If I define a local binding that applies an empty String argument to interp, I can get around this:
main = do
let interp' = interp ""
log $ interp' 42 bar "baz" true
However, using the same binding in two different ways will produce problems:
main = do
let interp' = interp ""
log $ interp' 42 "baz" true
log $ interp' 42 true "baz" true
-- `Boolean` (from true) does not unify with String (from "baz")
This is because of interp :: String -> a, so the initial application is fixed to String. You could probably reformulate this with just interp :: a, or make interp :: a -> b with a multi-parameter typeclass.
I wasn’t sure how to encode the type class using a multi-parameter typeclass. Everything I’ve tried runs into a problem sooner or later. Your solution seems to work only because the first argument is hard-coded to String.
Also, don’t use this library when doing a fold (e.g. foldl i "" arrayOfInts) until the inliner optimization is done. See this benchmark, which I hope isn’t naive.
Edit: the above benchmark was implemented incorrectly. See this comment for an accurate one.
So I saw the benchmark, the blue line indicates standard append and it blows up, while I guess the red should have, right?
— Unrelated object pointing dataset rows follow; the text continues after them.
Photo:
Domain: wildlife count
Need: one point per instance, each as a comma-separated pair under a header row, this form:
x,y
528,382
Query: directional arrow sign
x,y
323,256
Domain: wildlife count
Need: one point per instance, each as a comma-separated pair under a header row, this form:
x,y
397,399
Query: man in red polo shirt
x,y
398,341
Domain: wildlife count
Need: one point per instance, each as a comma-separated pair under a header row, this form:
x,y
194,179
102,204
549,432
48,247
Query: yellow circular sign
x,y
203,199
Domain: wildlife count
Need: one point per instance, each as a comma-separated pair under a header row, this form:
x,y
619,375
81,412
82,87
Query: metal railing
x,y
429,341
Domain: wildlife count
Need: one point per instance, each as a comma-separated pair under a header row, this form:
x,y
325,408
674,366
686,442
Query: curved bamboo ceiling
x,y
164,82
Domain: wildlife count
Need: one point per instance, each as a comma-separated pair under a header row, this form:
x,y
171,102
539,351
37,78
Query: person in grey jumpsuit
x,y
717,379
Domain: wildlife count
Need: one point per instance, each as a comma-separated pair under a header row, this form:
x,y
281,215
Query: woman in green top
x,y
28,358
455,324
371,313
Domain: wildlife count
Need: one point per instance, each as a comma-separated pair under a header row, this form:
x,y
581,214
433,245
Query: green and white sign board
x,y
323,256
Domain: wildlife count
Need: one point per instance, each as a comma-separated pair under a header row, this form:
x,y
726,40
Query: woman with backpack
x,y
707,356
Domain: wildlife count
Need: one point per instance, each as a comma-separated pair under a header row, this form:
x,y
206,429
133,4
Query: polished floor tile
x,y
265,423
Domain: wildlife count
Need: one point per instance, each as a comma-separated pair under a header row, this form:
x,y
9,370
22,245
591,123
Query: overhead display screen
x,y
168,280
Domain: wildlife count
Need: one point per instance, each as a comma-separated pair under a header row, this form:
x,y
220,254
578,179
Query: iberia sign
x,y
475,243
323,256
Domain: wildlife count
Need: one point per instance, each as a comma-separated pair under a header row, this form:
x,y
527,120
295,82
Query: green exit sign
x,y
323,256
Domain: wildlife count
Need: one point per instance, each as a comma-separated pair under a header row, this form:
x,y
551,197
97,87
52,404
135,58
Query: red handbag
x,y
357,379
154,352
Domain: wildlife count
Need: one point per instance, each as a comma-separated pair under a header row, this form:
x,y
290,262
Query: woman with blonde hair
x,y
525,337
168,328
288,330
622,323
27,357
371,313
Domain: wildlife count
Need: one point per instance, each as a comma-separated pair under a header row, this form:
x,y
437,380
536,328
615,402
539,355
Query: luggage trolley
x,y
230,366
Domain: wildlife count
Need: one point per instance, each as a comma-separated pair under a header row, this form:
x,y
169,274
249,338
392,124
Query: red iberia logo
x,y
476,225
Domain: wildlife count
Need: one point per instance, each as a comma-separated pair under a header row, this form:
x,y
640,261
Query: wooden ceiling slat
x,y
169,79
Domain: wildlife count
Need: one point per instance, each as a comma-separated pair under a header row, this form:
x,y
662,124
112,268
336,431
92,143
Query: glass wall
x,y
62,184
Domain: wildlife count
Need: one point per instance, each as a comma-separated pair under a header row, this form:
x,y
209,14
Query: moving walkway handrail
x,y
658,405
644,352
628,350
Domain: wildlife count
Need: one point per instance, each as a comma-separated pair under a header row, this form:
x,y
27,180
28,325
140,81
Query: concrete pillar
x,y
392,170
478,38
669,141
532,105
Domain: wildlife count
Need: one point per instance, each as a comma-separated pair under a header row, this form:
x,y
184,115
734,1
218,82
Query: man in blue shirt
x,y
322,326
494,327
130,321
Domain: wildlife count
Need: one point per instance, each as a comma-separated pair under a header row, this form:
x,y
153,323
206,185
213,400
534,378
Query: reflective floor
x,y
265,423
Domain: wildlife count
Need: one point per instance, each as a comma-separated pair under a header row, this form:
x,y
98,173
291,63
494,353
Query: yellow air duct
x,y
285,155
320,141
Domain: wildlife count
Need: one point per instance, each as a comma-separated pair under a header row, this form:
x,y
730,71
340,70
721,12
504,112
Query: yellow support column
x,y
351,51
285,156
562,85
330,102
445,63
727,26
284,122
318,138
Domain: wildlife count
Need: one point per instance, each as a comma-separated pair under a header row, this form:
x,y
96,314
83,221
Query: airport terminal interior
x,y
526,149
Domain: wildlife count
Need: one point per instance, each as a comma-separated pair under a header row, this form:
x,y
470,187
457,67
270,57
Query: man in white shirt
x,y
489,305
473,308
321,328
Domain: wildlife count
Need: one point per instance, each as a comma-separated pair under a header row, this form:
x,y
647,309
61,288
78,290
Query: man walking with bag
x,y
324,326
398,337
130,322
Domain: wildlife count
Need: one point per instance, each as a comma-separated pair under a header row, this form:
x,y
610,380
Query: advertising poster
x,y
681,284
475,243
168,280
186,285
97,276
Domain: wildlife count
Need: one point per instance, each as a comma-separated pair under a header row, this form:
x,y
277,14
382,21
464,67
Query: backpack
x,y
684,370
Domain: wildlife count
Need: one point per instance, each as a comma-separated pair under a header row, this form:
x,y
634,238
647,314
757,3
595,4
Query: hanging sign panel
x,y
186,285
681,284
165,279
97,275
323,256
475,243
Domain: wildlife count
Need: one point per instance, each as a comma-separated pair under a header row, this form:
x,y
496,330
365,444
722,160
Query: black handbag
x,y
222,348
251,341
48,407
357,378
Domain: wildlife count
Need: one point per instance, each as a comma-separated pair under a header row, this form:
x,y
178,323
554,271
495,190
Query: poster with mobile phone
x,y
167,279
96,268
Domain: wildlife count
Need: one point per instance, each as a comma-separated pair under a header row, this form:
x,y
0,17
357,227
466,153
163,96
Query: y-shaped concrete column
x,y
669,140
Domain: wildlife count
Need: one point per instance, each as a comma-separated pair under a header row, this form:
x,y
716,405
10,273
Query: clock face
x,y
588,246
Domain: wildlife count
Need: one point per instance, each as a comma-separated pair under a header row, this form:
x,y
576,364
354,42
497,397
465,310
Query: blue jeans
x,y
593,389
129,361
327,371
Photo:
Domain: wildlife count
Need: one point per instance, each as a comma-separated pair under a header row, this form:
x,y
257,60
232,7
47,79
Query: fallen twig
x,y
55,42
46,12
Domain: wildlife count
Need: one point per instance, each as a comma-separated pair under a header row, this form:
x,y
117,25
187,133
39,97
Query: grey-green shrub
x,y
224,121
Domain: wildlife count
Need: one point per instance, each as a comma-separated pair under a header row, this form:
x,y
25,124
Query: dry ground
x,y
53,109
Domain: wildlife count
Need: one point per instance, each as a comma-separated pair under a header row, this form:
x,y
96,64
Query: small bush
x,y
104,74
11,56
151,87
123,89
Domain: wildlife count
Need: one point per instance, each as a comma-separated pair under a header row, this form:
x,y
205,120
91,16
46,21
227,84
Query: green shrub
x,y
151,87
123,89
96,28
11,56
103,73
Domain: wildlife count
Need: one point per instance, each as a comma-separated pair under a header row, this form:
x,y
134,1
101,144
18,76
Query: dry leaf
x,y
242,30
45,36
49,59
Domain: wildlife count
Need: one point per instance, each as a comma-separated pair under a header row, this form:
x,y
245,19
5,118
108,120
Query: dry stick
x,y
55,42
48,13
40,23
I’ve run this benchmark with changed functions with one size = 10000.
Raw data results (because making a graph is beyond my skills )
foldl (\a b -> show a <> show b) "" array causes JavaScript heap out of memory
0.001428 mean of foldl (\a b -> a <> show b) "" array
0.001227 mean of foldl i "" array
0.001106 mean of foldl interp "" array
In the original benchmark (1) is blue (the blow-up one) and (3) is red.
Remarks:
Running show on an accumulated string breaks my memory
Difference between (2),(3),(4) is negligible - using fold with interp is ok here
I think the performance problem is not here, but when you write a long expression with interp (or when it is generated with another typeclass generic magic)
Example
Simple usage of interp vs. append
fooI = i "a" 1 "b" 2 "c" 3
fooA = "a" <> show 1 <> "b" <> show 2 <> "c" <> show 3
And the compiled JS (without inlining)
var fooI = function (dictInterp) {
return Data_Interpolate.i(
Data_Interpolate.interpStringFunction(
Data_Interpolate.interpIntFunction(
Data_Interpolate.interpStringFunction(
Data_Interpolate.interpIntFunction(
Data_Interpolate.interpStringFunction(
Data_Interpolate.interpIntFunction(
dictInterp)))))))("a")(1)("b")(2)("c")(3);
};
var fooA = "a" + (Data_Show.show(Data_Show.showInt)(1) + ("b" + (Data_Show.show(Data_Show.showInt)(2) + ("c" + Data_Show.show(Data_Show.showInt)(3)))));
So, the original benchmark I created used \acc next -> show acc <> show next when it should have been \acc next -> acc <> show next. @paluh pointed this out.